Dexketoprofen exhibits anti-inflammatory, analgesic and antipyretic properties. It potently inhibits the enzyme cyclooxygenase resulting in prostaglandin synthesis inhibition.
The medicine should be used with caution in conditions mentioned below: - Allergic to any other medicines. - Kidney disease, liver disease, heart disease or fluid retention conditions. - Blood disorder, systemic lupus erythematosus or mixed connective tissue disease.
As with all medicines, Dexketoprofen may cause some unwanted effects in some patients. These are described below and are characteristic of non steroidal anti-inflammatory drugs: - Common (1 - 10%): nausea, vomiting, diarrhoea, stomach pain or heartburn. - Uncommon (0.1 - 1%): sleep disorders, nervousness, headache, dizziness,vertigo, palpitations, constipation, dry mouth, flatulence, skin rash, fatigue, hot flushes, shivering, general malaise. - Rare (0.01-0.1%): stomach ulceration, gastric haemorrhage or perforation, pins and needles, high blood pressure, water retention, slowed breathing rate, increased hepatic enzymes, increased sweating. - Very rare / isolated cases (<0.01%): blurred vision, ringing in the ear, low blood pressure, haematological reactions, hepatic or renal damage, dermatological and photosensitivity reactions, bronchospasm or anaphylaxis. - In patients with systemic lupus erythematosus or mixed connective tissue disease, anti-inflammatory medicines may rarely cause isolated cases of fever, headache and rigidity of the nape (back of the neck).

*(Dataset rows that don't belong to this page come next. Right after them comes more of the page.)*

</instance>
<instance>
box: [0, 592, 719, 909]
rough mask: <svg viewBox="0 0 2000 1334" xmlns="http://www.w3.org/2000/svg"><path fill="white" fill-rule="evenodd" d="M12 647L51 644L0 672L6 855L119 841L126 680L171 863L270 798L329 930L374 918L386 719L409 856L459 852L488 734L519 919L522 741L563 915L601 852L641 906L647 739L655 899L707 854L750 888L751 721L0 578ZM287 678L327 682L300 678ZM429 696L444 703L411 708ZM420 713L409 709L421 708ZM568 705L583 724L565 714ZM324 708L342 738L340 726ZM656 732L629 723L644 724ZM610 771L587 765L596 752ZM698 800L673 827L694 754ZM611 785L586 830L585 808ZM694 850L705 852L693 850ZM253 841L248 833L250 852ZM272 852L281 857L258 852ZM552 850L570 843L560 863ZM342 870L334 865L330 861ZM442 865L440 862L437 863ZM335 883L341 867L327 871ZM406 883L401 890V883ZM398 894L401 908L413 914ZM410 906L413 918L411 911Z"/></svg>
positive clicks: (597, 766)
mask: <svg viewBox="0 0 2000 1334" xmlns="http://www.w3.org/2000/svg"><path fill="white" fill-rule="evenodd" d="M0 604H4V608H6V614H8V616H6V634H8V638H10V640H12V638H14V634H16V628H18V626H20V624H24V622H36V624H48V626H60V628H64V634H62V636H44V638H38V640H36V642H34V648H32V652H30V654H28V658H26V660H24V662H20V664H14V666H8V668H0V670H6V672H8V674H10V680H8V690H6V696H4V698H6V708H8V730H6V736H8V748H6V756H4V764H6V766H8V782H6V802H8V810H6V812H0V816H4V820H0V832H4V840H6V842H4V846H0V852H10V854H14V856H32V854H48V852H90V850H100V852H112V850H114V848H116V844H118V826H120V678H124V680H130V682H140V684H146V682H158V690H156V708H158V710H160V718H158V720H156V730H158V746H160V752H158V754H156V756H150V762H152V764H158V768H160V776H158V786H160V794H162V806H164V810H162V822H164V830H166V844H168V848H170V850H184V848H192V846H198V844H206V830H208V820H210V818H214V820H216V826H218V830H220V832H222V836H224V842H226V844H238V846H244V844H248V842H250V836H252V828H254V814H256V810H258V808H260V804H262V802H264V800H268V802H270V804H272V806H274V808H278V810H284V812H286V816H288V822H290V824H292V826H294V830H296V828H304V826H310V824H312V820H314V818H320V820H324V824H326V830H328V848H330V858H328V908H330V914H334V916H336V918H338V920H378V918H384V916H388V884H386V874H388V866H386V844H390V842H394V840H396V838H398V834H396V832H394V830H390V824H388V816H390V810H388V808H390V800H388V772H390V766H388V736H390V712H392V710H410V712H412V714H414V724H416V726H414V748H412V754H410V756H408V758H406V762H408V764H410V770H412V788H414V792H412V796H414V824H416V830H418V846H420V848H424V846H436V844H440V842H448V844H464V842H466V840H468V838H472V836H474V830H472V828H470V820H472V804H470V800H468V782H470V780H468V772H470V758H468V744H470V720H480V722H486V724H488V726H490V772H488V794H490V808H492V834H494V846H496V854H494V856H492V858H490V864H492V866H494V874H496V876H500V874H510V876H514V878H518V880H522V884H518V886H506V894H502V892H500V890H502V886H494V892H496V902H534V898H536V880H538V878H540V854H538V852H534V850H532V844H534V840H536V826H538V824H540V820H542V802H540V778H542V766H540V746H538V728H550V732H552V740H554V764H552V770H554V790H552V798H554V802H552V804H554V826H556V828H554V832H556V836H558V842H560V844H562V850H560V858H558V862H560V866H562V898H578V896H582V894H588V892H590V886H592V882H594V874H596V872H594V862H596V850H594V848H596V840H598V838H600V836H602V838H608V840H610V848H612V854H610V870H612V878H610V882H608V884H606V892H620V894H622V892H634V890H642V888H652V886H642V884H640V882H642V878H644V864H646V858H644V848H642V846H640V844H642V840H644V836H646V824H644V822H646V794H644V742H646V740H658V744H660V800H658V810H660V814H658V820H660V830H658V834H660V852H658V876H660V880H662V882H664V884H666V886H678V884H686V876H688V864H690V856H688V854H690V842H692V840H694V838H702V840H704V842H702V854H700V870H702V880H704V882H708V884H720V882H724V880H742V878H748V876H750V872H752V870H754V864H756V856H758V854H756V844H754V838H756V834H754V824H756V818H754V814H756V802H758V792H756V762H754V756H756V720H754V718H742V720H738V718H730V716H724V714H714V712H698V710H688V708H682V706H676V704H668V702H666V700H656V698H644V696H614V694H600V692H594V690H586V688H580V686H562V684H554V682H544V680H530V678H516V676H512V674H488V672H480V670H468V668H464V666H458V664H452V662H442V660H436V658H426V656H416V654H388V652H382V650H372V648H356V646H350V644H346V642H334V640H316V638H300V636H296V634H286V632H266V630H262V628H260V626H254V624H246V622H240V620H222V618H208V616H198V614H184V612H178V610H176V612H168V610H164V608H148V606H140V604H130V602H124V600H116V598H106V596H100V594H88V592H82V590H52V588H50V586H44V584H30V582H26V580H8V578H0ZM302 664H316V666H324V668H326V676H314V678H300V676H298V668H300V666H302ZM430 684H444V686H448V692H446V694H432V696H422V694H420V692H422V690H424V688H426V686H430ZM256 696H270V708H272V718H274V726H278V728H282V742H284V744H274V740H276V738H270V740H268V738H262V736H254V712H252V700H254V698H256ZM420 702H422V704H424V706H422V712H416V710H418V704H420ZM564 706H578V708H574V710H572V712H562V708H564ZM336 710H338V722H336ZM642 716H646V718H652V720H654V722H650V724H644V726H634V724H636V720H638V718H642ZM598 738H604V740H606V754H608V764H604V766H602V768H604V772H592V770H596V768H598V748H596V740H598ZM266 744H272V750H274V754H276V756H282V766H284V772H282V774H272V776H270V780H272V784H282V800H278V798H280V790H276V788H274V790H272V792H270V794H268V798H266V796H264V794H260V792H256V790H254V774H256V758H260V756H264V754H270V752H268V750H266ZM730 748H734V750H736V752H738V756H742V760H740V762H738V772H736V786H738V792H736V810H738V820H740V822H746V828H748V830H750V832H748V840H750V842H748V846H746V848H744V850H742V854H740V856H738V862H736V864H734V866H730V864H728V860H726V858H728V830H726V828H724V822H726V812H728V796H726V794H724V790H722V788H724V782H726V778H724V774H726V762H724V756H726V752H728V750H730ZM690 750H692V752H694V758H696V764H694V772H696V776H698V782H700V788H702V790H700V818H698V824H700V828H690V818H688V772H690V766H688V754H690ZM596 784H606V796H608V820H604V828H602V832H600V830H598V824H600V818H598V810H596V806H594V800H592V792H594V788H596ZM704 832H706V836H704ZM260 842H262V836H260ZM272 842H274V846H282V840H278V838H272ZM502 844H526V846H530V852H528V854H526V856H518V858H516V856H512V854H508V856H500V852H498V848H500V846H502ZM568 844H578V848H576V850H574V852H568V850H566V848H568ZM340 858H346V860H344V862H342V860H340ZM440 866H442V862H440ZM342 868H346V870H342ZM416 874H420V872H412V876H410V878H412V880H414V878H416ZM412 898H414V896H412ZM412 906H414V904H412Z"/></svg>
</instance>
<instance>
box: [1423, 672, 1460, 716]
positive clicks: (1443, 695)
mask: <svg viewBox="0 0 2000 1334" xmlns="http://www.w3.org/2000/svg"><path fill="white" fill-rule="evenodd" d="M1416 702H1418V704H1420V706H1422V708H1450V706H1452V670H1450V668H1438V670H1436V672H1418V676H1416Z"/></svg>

Increased risk of GI ulcers & bleeding (synergistic effect) w/ other NSAIDs. Increased risk of haemorrhagic effect of oral anticoagulants. Increased risk of haemorrhage w/ heparin. Increased blood lithium levels, which may reach toxic values, w/ lithium. Increased haematological toxicity of methotrexate at high dose of ?15 mg/wk. Increased toxic effects of hydantoins & sulphonamides. Increase risk of bleeding & damage of GI mucosal w/ anticoagulant. Increase hypoglycemic effect of sulfonylurea agents.